After college, Kuramoto spent time working in a surf shop, snowboarding professionally, and eventually started a company managing other snowboarders -- three of whom made it to the Olympics. His love for snowboarding was part of the equation of his moving to the States.
In 2006, Kuramoto moved to California: His parents and sister had been living in the States for well over a decade already. He was recruited by the Hamamori Sushi Bar & Restaurant in Costa Mesa, rated as the number-one sushi bar in Orange County by Zagat. It was there that Kuramoto began working with fusion-style sushi, which focus on taking traditional Japanese elements -- perfectly cooked rice, fish, wasabi, and soy sauce -- and mixing it with creative techniques (such as searing with a kitchen torch) and toppings (like fried garlic, onion, or foie gras).
After meeting Conley in California, Kuramoto agreed to head out east. He wanted to get a feel for sushi on the East Coast. Weather differences and lack of mountains aside, he admits the move has been a bit of a challenge. "In California, more people know more about sushi than here," he said. "People here tend to like rolls. Now I've come to understand I need to do it both ways. I couldn't understand it at first: Rolls are so big, you can only try one flavor. I want people to try different things."
While he still finds some skeptics, Kuramoto has been able to get many people to try his new menu of special nigiri -- the fish-over-rice style of sushi. He's come up with some inventive combinations such as fluke with foie gras, momiji, scallion, and ponzu for $4.50 or scallop with lemon, shiso salt, and tomburi for $4. The menu also features some rarer Japanese offerings like blue fin tuna and monkfish liver. Kuramoto is hoping to continue to open Palm Beach diners up to more traditional Japanese ways of eating. "I'm thinking about live shrimp, but I'm not sure yet," he said, "I think people might get scared when they see it still moving."

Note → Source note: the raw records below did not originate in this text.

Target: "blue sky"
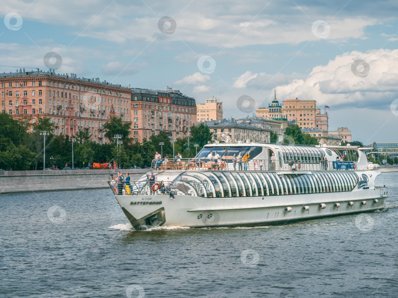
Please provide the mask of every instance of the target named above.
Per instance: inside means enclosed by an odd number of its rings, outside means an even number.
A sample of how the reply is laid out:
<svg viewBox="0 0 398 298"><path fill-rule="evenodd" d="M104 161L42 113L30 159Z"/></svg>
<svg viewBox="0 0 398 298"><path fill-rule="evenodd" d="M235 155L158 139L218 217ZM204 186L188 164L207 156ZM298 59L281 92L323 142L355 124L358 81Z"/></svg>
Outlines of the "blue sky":
<svg viewBox="0 0 398 298"><path fill-rule="evenodd" d="M0 12L2 71L46 70L53 52L60 73L214 96L226 118L250 113L242 95L267 105L275 86L280 101L330 107L330 130L398 142L396 1L9 0Z"/></svg>

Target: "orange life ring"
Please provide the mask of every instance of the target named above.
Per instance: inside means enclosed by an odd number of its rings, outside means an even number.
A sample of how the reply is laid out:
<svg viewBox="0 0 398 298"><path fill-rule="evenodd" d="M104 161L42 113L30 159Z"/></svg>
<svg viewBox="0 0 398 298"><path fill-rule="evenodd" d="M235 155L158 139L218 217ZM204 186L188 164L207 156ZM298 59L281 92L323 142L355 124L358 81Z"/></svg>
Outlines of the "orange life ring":
<svg viewBox="0 0 398 298"><path fill-rule="evenodd" d="M156 187L156 189L155 189L155 185L156 185L156 187ZM153 191L158 191L158 190L159 190L159 184L158 184L158 183L155 183L155 184L154 184L153 185L152 185L152 187L151 188L151 189Z"/></svg>

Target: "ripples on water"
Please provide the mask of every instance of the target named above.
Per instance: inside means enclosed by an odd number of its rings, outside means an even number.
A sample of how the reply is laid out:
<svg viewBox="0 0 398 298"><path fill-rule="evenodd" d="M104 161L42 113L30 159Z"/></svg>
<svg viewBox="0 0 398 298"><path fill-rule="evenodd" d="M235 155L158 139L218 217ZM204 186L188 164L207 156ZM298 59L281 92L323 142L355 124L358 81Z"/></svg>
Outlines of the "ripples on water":
<svg viewBox="0 0 398 298"><path fill-rule="evenodd" d="M0 297L397 297L398 173L377 182L382 212L254 228L134 231L110 190L0 195Z"/></svg>

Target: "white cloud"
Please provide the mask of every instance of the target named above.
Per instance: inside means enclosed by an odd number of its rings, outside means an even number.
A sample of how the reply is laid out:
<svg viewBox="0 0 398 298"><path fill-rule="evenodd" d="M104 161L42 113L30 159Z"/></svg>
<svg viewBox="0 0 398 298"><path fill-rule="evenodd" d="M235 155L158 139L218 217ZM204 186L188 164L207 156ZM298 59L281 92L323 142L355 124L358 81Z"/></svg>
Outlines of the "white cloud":
<svg viewBox="0 0 398 298"><path fill-rule="evenodd" d="M196 86L192 91L194 93L200 93L207 92L209 90L210 87L204 85L199 85L199 86Z"/></svg>
<svg viewBox="0 0 398 298"><path fill-rule="evenodd" d="M245 88L246 86L247 82L251 80L257 78L258 75L258 74L252 75L251 72L247 71L236 79L236 81L233 83L233 86L235 88Z"/></svg>
<svg viewBox="0 0 398 298"><path fill-rule="evenodd" d="M369 65L364 77L351 71L358 59ZM306 78L294 80L277 89L281 98L314 99L320 106L384 108L398 97L397 69L398 50L354 51L336 56L326 65L313 67ZM357 71L360 74L364 68L360 65Z"/></svg>
<svg viewBox="0 0 398 298"><path fill-rule="evenodd" d="M204 83L210 80L210 77L205 75L202 75L199 72L194 73L193 75L188 76L184 78L182 80L176 81L174 84L178 85L189 85L198 84L199 83Z"/></svg>

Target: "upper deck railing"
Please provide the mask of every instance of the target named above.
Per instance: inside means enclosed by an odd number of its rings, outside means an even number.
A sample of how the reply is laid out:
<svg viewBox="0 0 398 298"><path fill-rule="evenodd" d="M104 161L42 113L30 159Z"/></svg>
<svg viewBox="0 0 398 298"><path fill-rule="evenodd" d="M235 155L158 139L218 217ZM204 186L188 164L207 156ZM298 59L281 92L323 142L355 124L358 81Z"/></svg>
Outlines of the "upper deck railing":
<svg viewBox="0 0 398 298"><path fill-rule="evenodd" d="M251 160L248 162L233 162L230 159L181 159L180 160L161 159L153 160L151 168L154 170L210 171L336 171L367 169L358 168L355 162L318 161L301 162L288 160Z"/></svg>

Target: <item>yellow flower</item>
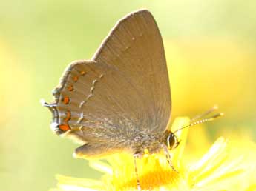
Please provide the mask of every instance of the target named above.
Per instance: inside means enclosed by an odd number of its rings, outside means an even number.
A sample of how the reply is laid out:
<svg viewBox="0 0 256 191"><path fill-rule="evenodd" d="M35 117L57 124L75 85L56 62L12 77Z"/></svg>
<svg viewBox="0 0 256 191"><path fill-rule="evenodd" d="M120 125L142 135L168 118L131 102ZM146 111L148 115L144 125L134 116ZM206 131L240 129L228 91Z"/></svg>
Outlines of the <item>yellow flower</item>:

Kuramoto thinks part of the fear comes from South Floridians' lack of exposure to Japanese culture and cuisine. On the one trip he made to a local sushi restaurant, he was not impressed. "It was the worst sushi I had in my life," he said. "When I eat a piece, I can tell when they made the rice. It was more than one day before that they had made it. For the tempura, they used a different flower. I think it's because there's no Japanese community here. Clay [Conley] already told me before I moved here. People sometimes will stop and stare, because we're Asian. It's funny compared to California."
Still Kuramoto is hopeful that he can open South Floridians up to different kinds of sushi. While he obviously likes everything on the menu, he highly suggests the blue fin tuna and the lobster nigiri. "I want people to try more new styles of sushi," he said. "Some people will love it. I guess I just want people to know that they don't have to order rolls."